80-letnia kobieta siedzi obok Dr. Mając. Ona ją trzyma; pyta doktora Bearing, czy chciałaby usłyszeć poezję Johna Donne'a. Choć mając na wpół przytomność, dr Bearing jęczy „Noooo”. Nie chce słuchać Świętego Sonet.
Zamiast tego w najbardziej uproszczonej i wzruszającej scenie sztuki prof. Ashford czyta książkę dla dzieci, słodką i przejmującą Margaret Wise Brown The Runaway Bunny. Podczas czytania Ashford zdaje sobie sprawę, że książka z obrazkami to:
ASHFORD: Mała alegoria duszy. Bez względu na to, gdzie się ukrywa. Bóg to znajdzie.
Filozoficzny lub sentymentalny
Miałem twardego profesora college'u w późnych latach 90., kiedy Margaret Edson napisała „Dowcip„miał swoją premierę na zachodnim wybrzeżu.
Ten angielski profesor, którego specjalizacją były studia bibliograficzne, często zastraszał swoich uczniów swoim zimnym, wyrachowanym blaskiem. Kiedy zobaczył „Wit” w Los Angeles, dał mu dość negatywną recenzję.
Twierdził, że pierwsza połowa była urzekająca, ale druga połowa była rozczarowująca. Nie zrobiła na nim wrażenia zmiana serca doktora Bearing. Uważał, że przesłanie życzliwości nad intelektualizmem było zbyt powszechne we współczesnych opowieściach, tak bardzo, że jego wpływ był w najlepszym razie minimalny.

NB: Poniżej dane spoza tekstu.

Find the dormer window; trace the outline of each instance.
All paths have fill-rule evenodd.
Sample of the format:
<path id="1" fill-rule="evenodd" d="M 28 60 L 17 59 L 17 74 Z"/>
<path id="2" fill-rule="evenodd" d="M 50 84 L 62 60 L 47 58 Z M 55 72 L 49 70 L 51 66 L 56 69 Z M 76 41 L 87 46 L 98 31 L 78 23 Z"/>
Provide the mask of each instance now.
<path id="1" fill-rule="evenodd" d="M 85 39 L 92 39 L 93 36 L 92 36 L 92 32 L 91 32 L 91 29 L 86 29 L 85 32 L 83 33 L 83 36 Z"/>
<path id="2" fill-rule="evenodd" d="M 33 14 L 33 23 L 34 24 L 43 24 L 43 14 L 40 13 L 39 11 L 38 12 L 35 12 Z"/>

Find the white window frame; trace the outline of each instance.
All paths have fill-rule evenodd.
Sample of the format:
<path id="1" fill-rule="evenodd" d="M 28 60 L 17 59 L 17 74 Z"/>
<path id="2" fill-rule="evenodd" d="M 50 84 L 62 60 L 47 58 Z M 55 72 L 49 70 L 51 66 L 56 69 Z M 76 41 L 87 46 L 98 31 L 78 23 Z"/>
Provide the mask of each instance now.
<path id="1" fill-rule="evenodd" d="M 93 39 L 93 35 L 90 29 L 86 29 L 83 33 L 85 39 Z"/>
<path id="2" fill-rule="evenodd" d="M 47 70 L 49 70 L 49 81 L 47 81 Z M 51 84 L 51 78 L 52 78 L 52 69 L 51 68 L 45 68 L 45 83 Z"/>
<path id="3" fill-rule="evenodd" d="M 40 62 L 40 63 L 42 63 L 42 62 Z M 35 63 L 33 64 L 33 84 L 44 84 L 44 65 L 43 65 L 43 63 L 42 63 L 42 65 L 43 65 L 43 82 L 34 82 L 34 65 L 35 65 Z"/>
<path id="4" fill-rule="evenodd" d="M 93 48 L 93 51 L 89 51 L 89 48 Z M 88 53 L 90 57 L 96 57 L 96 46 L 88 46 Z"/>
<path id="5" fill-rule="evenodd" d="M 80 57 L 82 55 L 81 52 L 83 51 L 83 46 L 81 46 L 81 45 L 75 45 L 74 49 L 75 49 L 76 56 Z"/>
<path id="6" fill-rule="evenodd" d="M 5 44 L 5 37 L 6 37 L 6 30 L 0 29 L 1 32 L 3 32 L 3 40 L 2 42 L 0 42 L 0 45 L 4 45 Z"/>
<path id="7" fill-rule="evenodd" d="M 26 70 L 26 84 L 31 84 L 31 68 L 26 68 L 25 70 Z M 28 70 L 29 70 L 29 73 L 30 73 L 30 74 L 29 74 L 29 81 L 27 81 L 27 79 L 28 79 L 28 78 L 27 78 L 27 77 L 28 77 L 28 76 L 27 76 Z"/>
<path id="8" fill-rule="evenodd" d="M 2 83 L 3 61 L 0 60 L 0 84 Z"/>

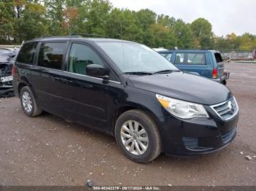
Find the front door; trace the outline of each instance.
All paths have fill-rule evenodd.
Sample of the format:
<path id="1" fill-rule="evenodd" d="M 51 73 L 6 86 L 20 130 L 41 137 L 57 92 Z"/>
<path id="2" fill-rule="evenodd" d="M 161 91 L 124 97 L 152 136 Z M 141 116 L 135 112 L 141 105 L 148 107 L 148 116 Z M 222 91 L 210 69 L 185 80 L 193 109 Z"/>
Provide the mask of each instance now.
<path id="1" fill-rule="evenodd" d="M 94 128 L 107 122 L 107 85 L 102 79 L 86 75 L 89 64 L 105 66 L 86 44 L 71 44 L 67 71 L 63 74 L 64 112 L 67 118 Z"/>
<path id="2" fill-rule="evenodd" d="M 43 110 L 63 116 L 61 70 L 67 43 L 42 42 L 37 64 L 31 69 L 31 86 Z"/>

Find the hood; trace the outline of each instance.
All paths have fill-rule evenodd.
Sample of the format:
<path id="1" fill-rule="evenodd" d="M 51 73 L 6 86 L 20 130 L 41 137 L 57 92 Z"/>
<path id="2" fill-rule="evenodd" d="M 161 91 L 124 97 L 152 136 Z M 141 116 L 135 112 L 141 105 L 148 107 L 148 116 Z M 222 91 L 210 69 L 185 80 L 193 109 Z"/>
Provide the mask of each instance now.
<path id="1" fill-rule="evenodd" d="M 0 63 L 9 63 L 10 61 L 10 58 L 9 56 L 1 56 L 0 55 Z"/>
<path id="2" fill-rule="evenodd" d="M 133 85 L 173 98 L 214 105 L 226 101 L 231 92 L 223 85 L 182 71 L 129 77 Z"/>

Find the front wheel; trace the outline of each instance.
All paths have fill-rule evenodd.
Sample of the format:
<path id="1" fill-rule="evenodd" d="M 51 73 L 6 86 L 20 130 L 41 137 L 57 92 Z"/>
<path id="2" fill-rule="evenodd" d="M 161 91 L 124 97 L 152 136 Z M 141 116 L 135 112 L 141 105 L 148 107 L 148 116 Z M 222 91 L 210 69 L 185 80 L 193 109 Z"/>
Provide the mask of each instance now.
<path id="1" fill-rule="evenodd" d="M 124 155 L 138 163 L 148 163 L 161 152 L 161 139 L 154 120 L 145 112 L 123 113 L 115 127 L 117 144 Z"/>

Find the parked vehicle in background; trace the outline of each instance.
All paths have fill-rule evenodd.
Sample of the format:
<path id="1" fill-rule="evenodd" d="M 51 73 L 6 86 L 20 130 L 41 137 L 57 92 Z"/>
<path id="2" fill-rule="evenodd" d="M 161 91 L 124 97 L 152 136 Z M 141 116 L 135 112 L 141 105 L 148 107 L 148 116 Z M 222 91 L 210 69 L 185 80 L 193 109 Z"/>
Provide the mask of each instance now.
<path id="1" fill-rule="evenodd" d="M 217 50 L 173 50 L 157 51 L 182 71 L 227 84 L 230 73 L 224 69 L 224 61 Z"/>
<path id="2" fill-rule="evenodd" d="M 0 97 L 14 96 L 12 68 L 17 49 L 0 48 Z"/>
<path id="3" fill-rule="evenodd" d="M 12 83 L 26 115 L 46 111 L 114 136 L 136 162 L 150 162 L 162 152 L 212 152 L 236 135 L 238 106 L 228 88 L 182 72 L 132 42 L 29 41 L 17 57 Z"/>

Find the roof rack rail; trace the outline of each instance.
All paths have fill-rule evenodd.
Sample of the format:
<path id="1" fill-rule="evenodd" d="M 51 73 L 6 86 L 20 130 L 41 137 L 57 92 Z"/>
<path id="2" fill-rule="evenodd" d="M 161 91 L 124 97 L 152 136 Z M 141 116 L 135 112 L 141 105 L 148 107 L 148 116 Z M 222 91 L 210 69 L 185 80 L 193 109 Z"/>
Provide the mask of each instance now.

Z jednej strony profesor ma rację. Temat „Dowcip„jest powszechne. Witalność i znaczenie miłości znajdują się w niezliczonych sztukach, wierszach i kartach okolicznościowych. Ale dla niektórych z nas romantycy, to motyw, który nigdy się nie zestarzeje. Tak wiele radości jak w debatach intelektualnych, wolałbym się przytulić.